I intended to use Nguyen Coffee Supply’s Anaerobic Robusta for the USBC nationals to make robusta more approachable to the arabica-centric palates that represented the main stage. While preparing for the competitive season, I discovered that everything I knew about robusta was challenged. Throughout the process, I had to unlearn and relearn different principles, as most of what I’d learned in the industry was misinformation based on deep-rooted practices.
My House, My Rules;
New Beans, New Tools
Since then, I’ve focused on seeking fine robusta3 and sharing it with as many people as possible. While doing so, it is essential to establish resources to support education around robusta.
With that, I need to be blunt. The tools we’ve been given to evaluate coffee as a whole (flavor wheel, elevation chart, brewing chart, etc.) have all been centered on arabica, making it incredibly difficult to standardize practices specifically for robusta.

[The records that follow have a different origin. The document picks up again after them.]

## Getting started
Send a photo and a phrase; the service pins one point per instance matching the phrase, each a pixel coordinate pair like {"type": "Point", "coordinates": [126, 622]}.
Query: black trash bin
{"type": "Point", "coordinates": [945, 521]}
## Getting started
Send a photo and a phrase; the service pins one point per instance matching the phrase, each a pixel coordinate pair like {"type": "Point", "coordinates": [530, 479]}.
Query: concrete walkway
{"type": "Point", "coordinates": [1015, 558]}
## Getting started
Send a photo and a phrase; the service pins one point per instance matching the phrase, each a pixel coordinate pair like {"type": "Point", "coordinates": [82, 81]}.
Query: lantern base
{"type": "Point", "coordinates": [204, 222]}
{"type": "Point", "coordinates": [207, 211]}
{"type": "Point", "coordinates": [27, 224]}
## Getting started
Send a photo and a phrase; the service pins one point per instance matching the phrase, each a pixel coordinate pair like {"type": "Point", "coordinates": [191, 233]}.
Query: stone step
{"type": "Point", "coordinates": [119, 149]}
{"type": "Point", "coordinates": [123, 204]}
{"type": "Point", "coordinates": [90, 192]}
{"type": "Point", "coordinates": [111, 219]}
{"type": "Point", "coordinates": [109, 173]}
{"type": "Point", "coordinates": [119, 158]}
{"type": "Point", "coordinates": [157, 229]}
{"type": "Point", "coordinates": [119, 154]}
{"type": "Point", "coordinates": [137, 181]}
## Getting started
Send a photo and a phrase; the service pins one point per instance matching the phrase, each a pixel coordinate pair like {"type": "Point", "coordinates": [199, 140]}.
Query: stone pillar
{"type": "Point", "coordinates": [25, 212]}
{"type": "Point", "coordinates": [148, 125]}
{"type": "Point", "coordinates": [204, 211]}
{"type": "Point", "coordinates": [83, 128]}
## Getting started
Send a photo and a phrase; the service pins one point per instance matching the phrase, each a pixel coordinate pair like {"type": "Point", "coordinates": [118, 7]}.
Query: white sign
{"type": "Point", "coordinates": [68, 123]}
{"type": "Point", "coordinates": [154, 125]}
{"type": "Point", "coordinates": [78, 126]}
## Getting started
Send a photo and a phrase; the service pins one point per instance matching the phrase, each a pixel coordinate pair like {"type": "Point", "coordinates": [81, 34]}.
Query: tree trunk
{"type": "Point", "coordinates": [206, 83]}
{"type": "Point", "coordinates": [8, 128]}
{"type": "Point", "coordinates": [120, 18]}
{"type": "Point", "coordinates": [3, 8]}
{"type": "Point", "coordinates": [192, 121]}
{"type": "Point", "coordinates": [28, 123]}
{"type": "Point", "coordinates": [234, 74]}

Though I understand why this is, I can’t help but feel frustrated. Writing off robusta is one of the most close-minded things the specialty coffee scene has done. Elitism against robusta is so deep-rooted that packaging around the world boasts “100% Arabica” to imply inherent value. For years, we have built the false narrative that arabica has the potential to be specialty coffee and robusta does not. As such, seeing that narrative crack has been encouraging. Over the past few years, we’ve seen more fine robusta pop up in the specialty coffee scene as coffee professionals and consumers recognize robusta has its place in our industry.
When I think about specialty coffee, one thing I think about is all the little details that people put into serving it. It’s not only the coffee that’s special; it’s the experience as well. Then I think about how robusta has been presented to curious baristas in the past. How have we set their expectations? How do those expectations affect the way they experience the coffee?
It has become clear that, alongside the growth of the fine robusta market, coffee professionals must learn how to properly evaluate, roast, and brew this species of coffee.
Speaking from personal experience, it’s tough to forget everything you know about brewing arabica and start from scratch with robusta. My best recommendations (after a lot of trial and error, with help from many friends) are as follows (in no particular order):
Grind finer than you think you need to. I have consistently had issues on the USBC stage with grinders being incapable of grinding my coffee fine enough to taste the way I wanted it to (oddly, this has not been an issue in my cafe).4
Lower the temperature of your water by about 10 degrees Fahrenheit, or between 5 and 6 degrees Celsius.
For roasting, do a faster roast at a lower temperature and roast lighter. Don’t fret if the exact end temperature on a robusta appears much lighter than it would on an arabica—this is normal!
Longer degassing times can yield incredible results, so let your coffee age significantly.
There is something freeing about learning almost solely through experimentation and firsthand sensory experiences, but it is also a long and challenging process. Hopefully this article and these tips will empower you to utilize robusta in your home or cafe!
To help you further, here’s a brief (and certainly not exhaustive) guide on where to order fine robusta: Paradise Coffee Roasters, New Math, Nguyen Coffee Supply, Portland Ca Phe, Kawa Moka, Nam Coffee, Caffe Ibis, Vietnam Ca Phe Project, Suedhang Coffee, Uncommon Coffee, Rabbit Hole Roasters and FAT MIILK.
Caffeine is inherently bitter and robusta beans have on average, about twice as much caffeine as their arabica counterparts.
Anaerobic coffee refers to coffee that is processed using an anaerobic fermentation method. This method involves fermenting the coffee beans in an environment devoid of oxygen.
The term “fine robusta” refers to specialty-grade robusta.
There can be several, several varying factors.. Including humidity.. water quality.. Maybe we’ll break this down later.